Enfin, Jean-Claude Biette. Appunti & contrappunti, en faisant l’économie d’une recherche prenant en charge tous les aspects possibles de l’étude de l’œuvre, invite à une relecture plus globale, plus théorique de l’ensemble des écrits de Biette, ainsi qu’à leur contextualisation historique et médiatique (entre les différentes périodes aux Cahiers du cinéma, la naissance de Trafic, la notion de « cinéaste », ou de « cinéma filmé »).
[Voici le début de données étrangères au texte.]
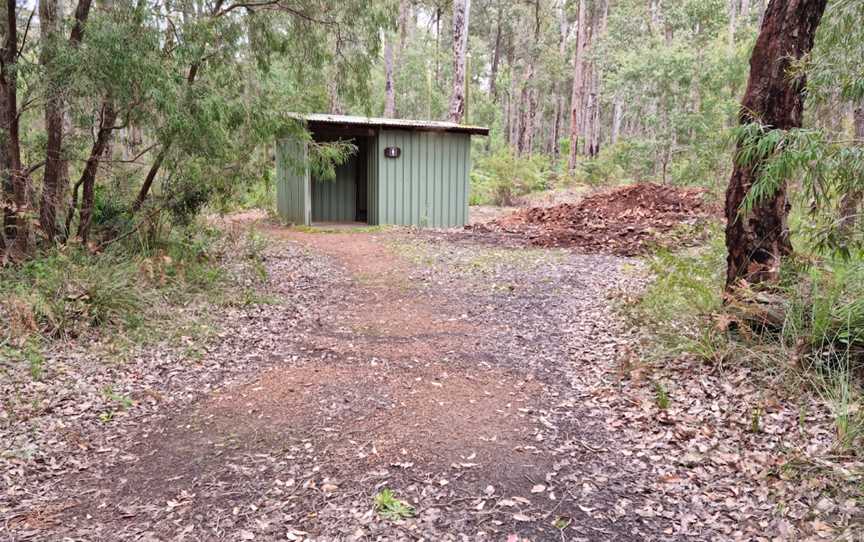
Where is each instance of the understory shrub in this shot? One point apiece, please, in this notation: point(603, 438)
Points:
point(71, 291)
point(499, 178)
point(818, 345)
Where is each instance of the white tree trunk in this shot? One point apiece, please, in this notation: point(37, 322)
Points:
point(577, 96)
point(461, 11)
point(389, 91)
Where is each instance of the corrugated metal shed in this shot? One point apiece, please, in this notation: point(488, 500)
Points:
point(376, 122)
point(406, 172)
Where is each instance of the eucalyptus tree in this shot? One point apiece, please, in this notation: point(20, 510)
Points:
point(758, 240)
point(205, 83)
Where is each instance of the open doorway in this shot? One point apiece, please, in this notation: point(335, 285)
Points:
point(343, 199)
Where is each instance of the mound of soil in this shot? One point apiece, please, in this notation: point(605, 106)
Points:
point(626, 221)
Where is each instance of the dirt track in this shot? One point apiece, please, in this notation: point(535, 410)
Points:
point(485, 386)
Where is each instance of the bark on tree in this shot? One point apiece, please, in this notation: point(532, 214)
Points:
point(16, 182)
point(87, 182)
point(144, 191)
point(55, 174)
point(389, 91)
point(850, 204)
point(758, 242)
point(392, 61)
point(732, 6)
point(496, 59)
point(461, 12)
point(577, 96)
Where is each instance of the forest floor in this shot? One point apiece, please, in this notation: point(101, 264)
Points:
point(493, 389)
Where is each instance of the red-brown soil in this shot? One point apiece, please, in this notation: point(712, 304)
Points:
point(625, 221)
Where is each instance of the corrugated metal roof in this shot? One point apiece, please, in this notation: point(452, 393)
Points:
point(405, 124)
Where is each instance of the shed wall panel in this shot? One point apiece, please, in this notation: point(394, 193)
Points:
point(428, 184)
point(335, 200)
point(293, 187)
point(373, 186)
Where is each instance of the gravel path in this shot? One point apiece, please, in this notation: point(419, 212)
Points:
point(492, 389)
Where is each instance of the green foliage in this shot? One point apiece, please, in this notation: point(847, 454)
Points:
point(820, 343)
point(686, 290)
point(661, 396)
point(391, 508)
point(325, 157)
point(70, 292)
point(501, 177)
point(828, 170)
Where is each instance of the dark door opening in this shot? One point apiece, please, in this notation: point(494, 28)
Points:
point(361, 206)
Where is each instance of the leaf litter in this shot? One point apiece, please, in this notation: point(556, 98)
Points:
point(300, 412)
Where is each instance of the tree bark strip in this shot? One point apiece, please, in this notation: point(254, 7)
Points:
point(758, 242)
point(54, 177)
point(16, 182)
point(88, 177)
point(461, 13)
point(850, 203)
point(577, 96)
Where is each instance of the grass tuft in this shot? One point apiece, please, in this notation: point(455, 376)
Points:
point(391, 508)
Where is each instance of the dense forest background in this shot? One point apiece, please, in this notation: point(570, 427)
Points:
point(127, 127)
point(111, 108)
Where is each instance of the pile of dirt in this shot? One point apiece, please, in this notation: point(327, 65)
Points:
point(626, 221)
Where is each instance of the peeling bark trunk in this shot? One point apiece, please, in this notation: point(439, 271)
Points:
point(617, 117)
point(16, 183)
point(496, 59)
point(87, 182)
point(163, 153)
point(732, 6)
point(577, 96)
point(758, 242)
point(461, 12)
point(850, 204)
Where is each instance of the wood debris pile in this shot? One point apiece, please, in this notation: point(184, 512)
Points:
point(626, 221)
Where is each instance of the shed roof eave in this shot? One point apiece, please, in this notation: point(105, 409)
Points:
point(320, 119)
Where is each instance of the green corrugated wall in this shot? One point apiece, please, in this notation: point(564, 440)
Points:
point(293, 187)
point(372, 176)
point(335, 200)
point(428, 184)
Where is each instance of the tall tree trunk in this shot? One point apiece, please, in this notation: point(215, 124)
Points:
point(758, 242)
point(617, 117)
point(87, 182)
point(850, 204)
point(577, 96)
point(144, 191)
point(732, 6)
point(389, 91)
point(55, 174)
point(496, 59)
point(461, 12)
point(559, 86)
point(16, 182)
point(49, 26)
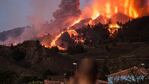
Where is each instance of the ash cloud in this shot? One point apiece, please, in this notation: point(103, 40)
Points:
point(69, 10)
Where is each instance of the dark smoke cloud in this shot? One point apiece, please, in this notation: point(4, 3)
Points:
point(68, 11)
point(142, 7)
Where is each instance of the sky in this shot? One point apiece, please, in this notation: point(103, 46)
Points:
point(17, 13)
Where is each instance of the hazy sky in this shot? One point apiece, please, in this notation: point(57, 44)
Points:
point(16, 13)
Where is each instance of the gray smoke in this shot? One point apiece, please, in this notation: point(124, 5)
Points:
point(69, 10)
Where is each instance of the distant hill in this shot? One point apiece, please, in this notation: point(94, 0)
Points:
point(14, 33)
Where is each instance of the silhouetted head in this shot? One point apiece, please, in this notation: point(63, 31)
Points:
point(88, 66)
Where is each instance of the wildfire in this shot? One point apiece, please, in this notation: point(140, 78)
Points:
point(105, 8)
point(113, 29)
point(110, 7)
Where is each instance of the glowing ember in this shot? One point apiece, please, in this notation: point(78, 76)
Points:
point(104, 8)
point(113, 29)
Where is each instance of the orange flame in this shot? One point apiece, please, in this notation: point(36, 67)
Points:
point(105, 8)
point(110, 7)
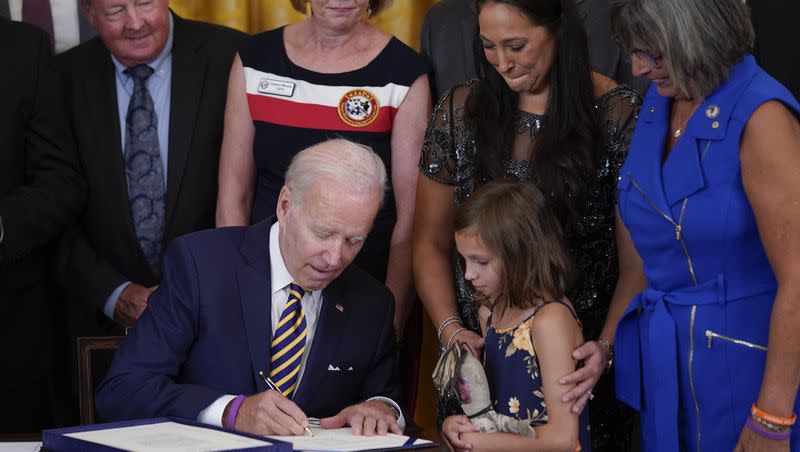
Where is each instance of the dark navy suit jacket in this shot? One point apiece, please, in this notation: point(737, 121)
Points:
point(206, 333)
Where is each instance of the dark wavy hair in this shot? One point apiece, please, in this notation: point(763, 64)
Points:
point(517, 224)
point(565, 151)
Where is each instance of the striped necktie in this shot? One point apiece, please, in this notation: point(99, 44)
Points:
point(288, 343)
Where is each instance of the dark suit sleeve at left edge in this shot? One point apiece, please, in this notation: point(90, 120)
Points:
point(382, 379)
point(144, 380)
point(54, 190)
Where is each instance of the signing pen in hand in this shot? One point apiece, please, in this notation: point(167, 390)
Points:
point(275, 387)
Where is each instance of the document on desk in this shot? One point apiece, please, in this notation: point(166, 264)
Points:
point(343, 440)
point(167, 437)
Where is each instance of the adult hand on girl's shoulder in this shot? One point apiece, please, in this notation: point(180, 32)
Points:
point(749, 441)
point(452, 428)
point(456, 333)
point(595, 358)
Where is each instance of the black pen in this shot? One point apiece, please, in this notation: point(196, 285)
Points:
point(275, 387)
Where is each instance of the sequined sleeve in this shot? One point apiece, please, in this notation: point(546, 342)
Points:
point(445, 138)
point(619, 109)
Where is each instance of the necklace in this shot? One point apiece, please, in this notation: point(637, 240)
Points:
point(682, 124)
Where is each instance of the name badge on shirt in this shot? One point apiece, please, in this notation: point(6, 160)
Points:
point(277, 87)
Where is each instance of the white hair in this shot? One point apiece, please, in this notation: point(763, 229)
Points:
point(350, 165)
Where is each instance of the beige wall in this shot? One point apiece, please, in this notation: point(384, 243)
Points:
point(402, 19)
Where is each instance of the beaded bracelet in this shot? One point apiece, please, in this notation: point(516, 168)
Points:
point(769, 425)
point(778, 436)
point(777, 420)
point(454, 335)
point(447, 321)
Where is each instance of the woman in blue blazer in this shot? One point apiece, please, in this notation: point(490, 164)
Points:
point(707, 306)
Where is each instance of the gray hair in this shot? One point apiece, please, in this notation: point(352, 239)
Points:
point(350, 165)
point(700, 40)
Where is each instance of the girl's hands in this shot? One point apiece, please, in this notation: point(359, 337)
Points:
point(452, 428)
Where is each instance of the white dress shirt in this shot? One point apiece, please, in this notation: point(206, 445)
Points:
point(311, 303)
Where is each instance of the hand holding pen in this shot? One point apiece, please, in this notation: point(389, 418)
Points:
point(270, 413)
point(274, 387)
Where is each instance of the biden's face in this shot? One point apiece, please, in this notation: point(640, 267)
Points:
point(135, 31)
point(321, 234)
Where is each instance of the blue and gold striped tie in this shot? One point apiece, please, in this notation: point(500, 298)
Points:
point(288, 343)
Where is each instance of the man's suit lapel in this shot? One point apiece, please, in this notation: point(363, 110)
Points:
point(331, 328)
point(189, 64)
point(255, 291)
point(100, 92)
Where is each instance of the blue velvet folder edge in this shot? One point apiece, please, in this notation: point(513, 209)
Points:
point(55, 439)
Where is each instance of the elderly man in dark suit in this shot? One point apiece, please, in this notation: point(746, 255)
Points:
point(279, 300)
point(146, 99)
point(41, 193)
point(449, 30)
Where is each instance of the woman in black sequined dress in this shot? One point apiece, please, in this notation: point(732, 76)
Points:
point(537, 114)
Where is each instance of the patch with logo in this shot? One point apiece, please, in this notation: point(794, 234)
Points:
point(359, 108)
point(277, 87)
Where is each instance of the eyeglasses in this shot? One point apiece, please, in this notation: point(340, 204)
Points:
point(648, 58)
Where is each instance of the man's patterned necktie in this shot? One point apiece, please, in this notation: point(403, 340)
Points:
point(289, 343)
point(143, 168)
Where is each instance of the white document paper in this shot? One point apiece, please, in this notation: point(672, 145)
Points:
point(168, 437)
point(343, 440)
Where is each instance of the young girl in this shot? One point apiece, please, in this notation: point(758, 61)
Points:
point(519, 270)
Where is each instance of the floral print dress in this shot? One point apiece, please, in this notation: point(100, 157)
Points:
point(513, 372)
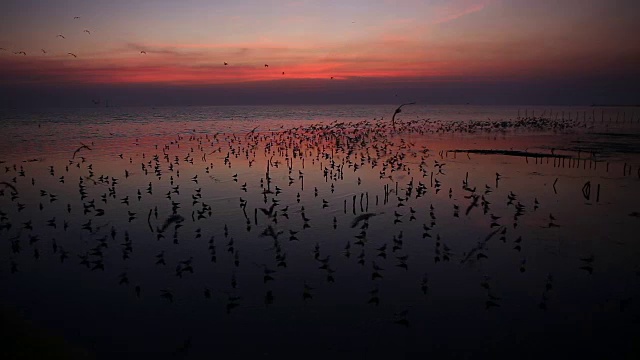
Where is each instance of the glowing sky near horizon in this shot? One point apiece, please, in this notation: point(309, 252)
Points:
point(186, 42)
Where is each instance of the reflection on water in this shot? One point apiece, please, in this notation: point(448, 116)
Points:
point(325, 238)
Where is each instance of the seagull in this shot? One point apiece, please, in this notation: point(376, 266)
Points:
point(80, 148)
point(398, 110)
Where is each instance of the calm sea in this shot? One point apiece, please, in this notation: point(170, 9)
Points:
point(45, 130)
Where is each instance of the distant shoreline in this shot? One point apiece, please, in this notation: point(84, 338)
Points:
point(614, 105)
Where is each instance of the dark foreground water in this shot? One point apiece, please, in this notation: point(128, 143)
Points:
point(465, 232)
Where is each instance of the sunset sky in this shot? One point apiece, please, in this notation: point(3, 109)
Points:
point(446, 51)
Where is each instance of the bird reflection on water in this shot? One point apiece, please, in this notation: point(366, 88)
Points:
point(218, 223)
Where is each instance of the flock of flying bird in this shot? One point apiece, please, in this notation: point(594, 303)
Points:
point(274, 208)
point(88, 32)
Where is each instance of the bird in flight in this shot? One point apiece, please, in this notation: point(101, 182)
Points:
point(80, 148)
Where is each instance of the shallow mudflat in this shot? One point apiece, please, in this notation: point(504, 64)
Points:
point(347, 238)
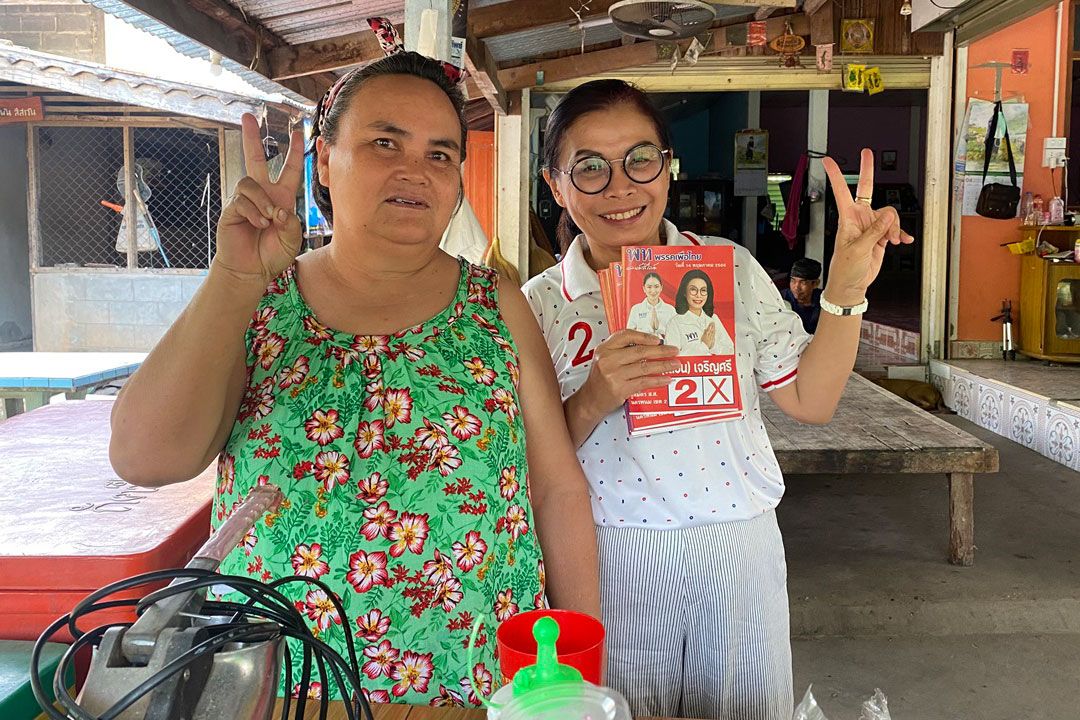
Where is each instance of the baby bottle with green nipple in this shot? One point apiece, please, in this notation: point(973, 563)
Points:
point(552, 691)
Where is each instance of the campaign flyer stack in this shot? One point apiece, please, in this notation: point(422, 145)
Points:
point(686, 297)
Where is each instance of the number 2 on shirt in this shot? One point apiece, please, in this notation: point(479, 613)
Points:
point(582, 356)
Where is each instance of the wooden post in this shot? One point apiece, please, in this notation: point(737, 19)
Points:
point(232, 162)
point(961, 522)
point(512, 182)
point(959, 110)
point(935, 226)
point(750, 204)
point(32, 199)
point(131, 207)
point(818, 140)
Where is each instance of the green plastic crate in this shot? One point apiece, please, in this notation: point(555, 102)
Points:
point(16, 698)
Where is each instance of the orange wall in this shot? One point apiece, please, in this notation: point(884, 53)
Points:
point(988, 273)
point(480, 178)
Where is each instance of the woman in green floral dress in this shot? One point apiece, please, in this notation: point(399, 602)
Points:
point(386, 388)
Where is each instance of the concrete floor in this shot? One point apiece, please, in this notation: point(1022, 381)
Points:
point(875, 605)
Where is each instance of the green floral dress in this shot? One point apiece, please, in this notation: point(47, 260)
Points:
point(402, 459)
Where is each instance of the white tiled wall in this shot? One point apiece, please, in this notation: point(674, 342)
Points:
point(895, 340)
point(107, 311)
point(1048, 426)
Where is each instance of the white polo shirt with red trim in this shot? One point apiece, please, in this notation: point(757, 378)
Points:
point(691, 476)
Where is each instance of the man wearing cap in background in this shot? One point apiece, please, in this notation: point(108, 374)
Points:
point(802, 293)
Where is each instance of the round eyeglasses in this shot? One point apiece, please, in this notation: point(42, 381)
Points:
point(592, 175)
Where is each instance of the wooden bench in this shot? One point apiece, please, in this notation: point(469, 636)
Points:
point(877, 432)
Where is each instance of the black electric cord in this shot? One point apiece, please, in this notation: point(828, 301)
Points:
point(266, 614)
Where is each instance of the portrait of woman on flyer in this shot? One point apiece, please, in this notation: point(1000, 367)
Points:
point(696, 329)
point(651, 314)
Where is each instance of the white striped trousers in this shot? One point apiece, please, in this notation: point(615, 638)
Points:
point(697, 620)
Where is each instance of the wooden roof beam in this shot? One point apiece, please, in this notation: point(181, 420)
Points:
point(325, 55)
point(508, 17)
point(217, 25)
point(485, 75)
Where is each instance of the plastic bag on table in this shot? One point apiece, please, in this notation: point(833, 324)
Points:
point(876, 707)
point(808, 709)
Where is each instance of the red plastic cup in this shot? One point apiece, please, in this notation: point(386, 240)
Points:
point(580, 642)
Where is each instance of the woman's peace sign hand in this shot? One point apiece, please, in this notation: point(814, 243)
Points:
point(861, 235)
point(258, 233)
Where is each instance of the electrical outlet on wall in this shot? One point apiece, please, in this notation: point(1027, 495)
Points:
point(1053, 151)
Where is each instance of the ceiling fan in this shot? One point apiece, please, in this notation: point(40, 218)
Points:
point(657, 19)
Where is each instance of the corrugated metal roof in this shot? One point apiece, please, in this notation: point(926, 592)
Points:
point(38, 69)
point(188, 46)
point(561, 36)
point(304, 21)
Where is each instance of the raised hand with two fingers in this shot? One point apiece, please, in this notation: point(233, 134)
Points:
point(862, 234)
point(258, 234)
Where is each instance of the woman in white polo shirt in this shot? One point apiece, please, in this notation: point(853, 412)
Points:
point(692, 570)
point(694, 329)
point(651, 314)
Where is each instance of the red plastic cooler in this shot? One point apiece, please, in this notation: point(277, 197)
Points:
point(70, 526)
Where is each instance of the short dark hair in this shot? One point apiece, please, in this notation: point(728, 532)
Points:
point(585, 98)
point(327, 121)
point(806, 268)
point(680, 304)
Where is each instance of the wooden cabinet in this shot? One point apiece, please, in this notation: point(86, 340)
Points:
point(1050, 310)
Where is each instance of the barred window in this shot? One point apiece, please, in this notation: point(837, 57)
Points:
point(82, 211)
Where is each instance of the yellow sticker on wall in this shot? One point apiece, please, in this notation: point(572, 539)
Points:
point(873, 79)
point(853, 78)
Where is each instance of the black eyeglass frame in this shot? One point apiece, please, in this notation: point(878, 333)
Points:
point(664, 157)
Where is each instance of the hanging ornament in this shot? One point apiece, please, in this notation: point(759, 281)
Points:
point(824, 54)
point(788, 45)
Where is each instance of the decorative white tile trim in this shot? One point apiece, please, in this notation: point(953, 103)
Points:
point(990, 408)
point(1062, 437)
point(1024, 420)
point(964, 397)
point(1048, 426)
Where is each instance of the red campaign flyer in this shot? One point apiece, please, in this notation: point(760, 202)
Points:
point(686, 295)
À cet égard, on pourra regretter l’absence de recension raisonnée des écrits de Biette (la bibliographie ne mentionne que ses trois livres publiés) et des textes critiques consacrés à son œuvre filmique en France, qui aurait pu être accompagné d’un élargissement à la fois théorique (comme l’article de Scott Foundas dans Film Comment « The Wave With No Name », 2011, qui inscrit Biette dans une généalogie de « Free Radicals » allant des films produits par Diagonale à ses héritiers) et géographique (les interventions en langues étrangères sur le cinéma de JCB, comme par exemple l’entretien de Pierre Léon publié dans la revue Undercurrent).

Hormis ces remarques sortant sans doute du cadre fixé par les directeurs et l’éditeur de l’ouvrage, on rappellera en conclusion à quel point ce volume collectif se révèle foisonnant, faisant le pari de l’hétérogénéité, de la fantaisie et, le plus souvent, de l’originalité dans les pistes qu’il parcourt et qu’il ouvre aux chercheurs de demain.